AIThe latest hire at Baker & Hostetler simply goes by the name of ROSS. And while ROSS isn’t exactly a lawyer in the traditional sense – he didn’t go law school or take the Bar – by all indications he would do well. He is currently involved in bankruptcy cases, but given his ability to learn and adept he might move up the ladder quickly.

No, ROSS is not human. He is an AI attorney, a software program built on IBM’s cognitive computer Watson, the computer that trounced its human competitors on the game show Jeopardy a few years back. ROSS is being marketed as “the world’s first artificially intelligent attorney.”

But ROSS is not alone out there.

Linklaters and Pinsent Masons have also moved into the AI sphere. Linklaters has developed Verifi, a computer program that can sift through 14 UK and European regulatory registers to check client names for banks. The company said it could process thousands of names overnight. Other similar systems are also in the works.

This is potentially bad news for law school grads and paralegals that used to make a lot of money upon graduation to do similar work. Or is this just way to make them more efficient and really focus on being lawyers?

So far ROSS seems to be leading the way with a reported 20 firms on board. Dentons is reported to have invested in the technology.

Developed by ROSS Technologies in Canada, this new type of lawyer helps a firm power through legal research. And, according to the company, more firms are signing up.

“ROSS improves upon existing alternatives by actually understanding your questions in natural sentences like – ‘Can a bankrupt company still conduct business?’” ROSS then provides an instant answer with citations and suggests highly topical readings from a variety of content sources, the company claims in a statement.

So what can ROSS do? According to the company:

Provide a highly relevant answer, not 1000s of results, to a question posed in natural language, not keywords; monitor the law for changes that can positively/negatively affect a case, instead of flooding you with legal news; learn the more lawyers use it and; offer a simple, consistent experience across all your devices and form factors.

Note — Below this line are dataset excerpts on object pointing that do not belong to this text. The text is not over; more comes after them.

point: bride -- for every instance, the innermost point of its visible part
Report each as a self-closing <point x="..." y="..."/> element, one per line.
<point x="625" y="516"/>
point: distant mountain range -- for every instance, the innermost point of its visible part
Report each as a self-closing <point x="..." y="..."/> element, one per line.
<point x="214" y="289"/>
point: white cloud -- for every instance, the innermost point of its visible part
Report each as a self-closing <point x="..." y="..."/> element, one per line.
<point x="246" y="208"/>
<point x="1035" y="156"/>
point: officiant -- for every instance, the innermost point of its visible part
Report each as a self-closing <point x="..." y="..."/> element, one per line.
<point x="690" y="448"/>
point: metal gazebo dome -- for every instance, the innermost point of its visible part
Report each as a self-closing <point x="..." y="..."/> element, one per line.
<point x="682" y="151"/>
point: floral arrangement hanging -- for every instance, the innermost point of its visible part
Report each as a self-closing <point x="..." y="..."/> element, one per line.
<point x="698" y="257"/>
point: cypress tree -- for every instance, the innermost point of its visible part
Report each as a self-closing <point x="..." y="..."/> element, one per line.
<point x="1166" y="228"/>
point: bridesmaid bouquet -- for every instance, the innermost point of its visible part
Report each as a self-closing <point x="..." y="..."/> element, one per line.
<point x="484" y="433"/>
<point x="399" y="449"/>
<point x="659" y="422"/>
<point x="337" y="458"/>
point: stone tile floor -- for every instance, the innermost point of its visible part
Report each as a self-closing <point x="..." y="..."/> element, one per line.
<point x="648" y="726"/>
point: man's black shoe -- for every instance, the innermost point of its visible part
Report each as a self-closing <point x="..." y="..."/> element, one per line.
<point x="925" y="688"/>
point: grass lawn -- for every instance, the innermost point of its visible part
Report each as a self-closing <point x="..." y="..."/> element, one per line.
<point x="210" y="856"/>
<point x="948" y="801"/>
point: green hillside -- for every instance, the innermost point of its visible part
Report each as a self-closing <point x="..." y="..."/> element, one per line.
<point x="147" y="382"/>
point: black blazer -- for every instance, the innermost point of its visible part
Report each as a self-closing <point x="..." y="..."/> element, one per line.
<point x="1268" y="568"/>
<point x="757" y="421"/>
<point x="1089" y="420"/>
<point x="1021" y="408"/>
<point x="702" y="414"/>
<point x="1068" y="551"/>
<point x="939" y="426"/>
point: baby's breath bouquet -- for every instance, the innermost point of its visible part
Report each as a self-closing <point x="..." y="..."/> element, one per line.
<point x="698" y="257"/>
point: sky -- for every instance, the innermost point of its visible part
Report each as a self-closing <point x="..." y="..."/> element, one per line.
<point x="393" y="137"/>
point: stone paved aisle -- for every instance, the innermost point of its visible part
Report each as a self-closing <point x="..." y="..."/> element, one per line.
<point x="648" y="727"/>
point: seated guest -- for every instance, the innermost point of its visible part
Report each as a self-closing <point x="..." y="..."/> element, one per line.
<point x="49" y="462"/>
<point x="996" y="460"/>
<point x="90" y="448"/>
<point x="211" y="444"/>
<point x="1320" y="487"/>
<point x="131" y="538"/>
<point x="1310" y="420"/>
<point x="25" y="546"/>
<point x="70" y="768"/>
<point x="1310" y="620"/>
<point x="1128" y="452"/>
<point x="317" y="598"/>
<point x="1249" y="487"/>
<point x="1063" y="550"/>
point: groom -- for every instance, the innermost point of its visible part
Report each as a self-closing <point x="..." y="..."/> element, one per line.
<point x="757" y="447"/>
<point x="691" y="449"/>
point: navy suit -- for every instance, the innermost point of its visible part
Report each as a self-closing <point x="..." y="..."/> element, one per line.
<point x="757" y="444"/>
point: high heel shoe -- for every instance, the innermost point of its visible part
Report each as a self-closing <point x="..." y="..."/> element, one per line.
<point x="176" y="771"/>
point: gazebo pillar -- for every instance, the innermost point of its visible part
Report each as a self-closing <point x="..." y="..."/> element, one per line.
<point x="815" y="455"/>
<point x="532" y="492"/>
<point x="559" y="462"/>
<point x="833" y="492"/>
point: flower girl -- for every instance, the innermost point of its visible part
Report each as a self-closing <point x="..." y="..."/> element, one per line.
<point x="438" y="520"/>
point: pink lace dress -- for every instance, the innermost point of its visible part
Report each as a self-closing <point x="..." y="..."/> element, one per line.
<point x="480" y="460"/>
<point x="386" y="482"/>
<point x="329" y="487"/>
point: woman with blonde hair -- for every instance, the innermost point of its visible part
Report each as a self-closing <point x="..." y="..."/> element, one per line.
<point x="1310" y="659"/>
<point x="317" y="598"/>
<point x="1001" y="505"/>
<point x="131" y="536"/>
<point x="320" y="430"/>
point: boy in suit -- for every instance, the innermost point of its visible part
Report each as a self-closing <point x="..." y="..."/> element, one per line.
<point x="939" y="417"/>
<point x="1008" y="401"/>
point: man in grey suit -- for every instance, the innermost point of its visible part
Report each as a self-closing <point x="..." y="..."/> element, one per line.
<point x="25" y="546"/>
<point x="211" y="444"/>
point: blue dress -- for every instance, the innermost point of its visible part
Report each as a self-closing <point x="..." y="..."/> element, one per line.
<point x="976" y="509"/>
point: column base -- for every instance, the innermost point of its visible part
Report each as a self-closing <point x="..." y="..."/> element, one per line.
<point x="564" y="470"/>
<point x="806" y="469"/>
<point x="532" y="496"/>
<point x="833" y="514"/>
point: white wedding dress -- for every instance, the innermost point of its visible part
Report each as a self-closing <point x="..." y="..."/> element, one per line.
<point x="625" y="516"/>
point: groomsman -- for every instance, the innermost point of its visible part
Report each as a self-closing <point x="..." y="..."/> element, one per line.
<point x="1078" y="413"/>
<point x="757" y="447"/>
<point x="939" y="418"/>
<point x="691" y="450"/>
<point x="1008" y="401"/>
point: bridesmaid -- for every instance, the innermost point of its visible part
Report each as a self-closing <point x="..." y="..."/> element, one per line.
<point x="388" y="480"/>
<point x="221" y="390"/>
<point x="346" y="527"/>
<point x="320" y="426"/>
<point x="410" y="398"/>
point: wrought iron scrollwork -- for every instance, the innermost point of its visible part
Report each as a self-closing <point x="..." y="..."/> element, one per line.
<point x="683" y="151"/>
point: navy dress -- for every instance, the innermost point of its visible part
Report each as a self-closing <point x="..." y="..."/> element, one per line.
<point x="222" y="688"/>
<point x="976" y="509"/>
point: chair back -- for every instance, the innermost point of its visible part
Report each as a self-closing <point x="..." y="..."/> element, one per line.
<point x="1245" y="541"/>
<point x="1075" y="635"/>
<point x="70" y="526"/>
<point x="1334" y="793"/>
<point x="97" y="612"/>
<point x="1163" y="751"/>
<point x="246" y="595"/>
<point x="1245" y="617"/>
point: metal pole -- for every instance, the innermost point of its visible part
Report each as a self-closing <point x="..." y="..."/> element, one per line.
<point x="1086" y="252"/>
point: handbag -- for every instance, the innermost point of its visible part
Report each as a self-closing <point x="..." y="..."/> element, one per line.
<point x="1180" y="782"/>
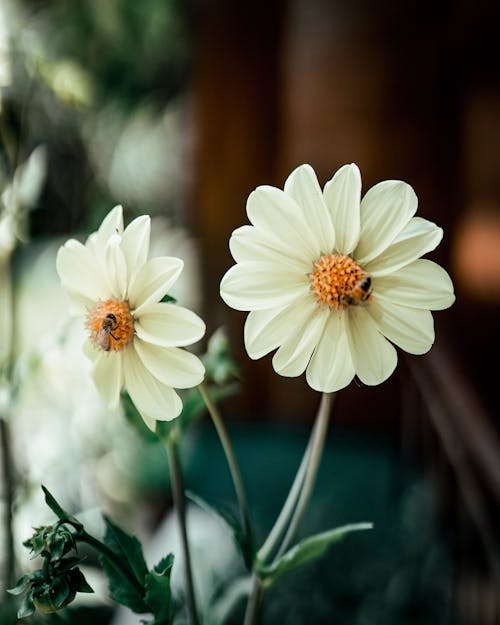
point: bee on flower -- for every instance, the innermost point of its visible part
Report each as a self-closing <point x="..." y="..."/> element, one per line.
<point x="333" y="281"/>
<point x="135" y="339"/>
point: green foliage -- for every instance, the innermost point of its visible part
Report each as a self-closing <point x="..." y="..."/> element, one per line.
<point x="241" y="540"/>
<point x="158" y="592"/>
<point x="306" y="551"/>
<point x="126" y="582"/>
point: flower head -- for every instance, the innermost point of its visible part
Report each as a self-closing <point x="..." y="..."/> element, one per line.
<point x="332" y="280"/>
<point x="135" y="339"/>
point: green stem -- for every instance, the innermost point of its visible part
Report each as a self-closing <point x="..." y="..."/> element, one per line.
<point x="180" y="507"/>
<point x="8" y="496"/>
<point x="318" y="442"/>
<point x="295" y="504"/>
<point x="231" y="460"/>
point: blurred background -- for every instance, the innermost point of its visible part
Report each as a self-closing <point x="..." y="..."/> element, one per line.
<point x="179" y="109"/>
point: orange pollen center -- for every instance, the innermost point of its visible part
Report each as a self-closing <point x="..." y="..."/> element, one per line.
<point x="111" y="325"/>
<point x="339" y="281"/>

Andrew Arruda, the CEO and co-founder of ROSS, has said many times in public that more and more firms are catching on to the idea of AI as a cost-saving effort and a means to alleviate lawyers from spending countless hours of billable client time on research.

And the more work ROSS handles, the smarter it becomes.

The company is confident. “With ROSS,” Arruda says, “lawyers can focus on advocating for their client and being creative rather than spending hours swimming though hundreds of links, reading through hundreds of pages of cases looking for the passages of law they need to do their job.”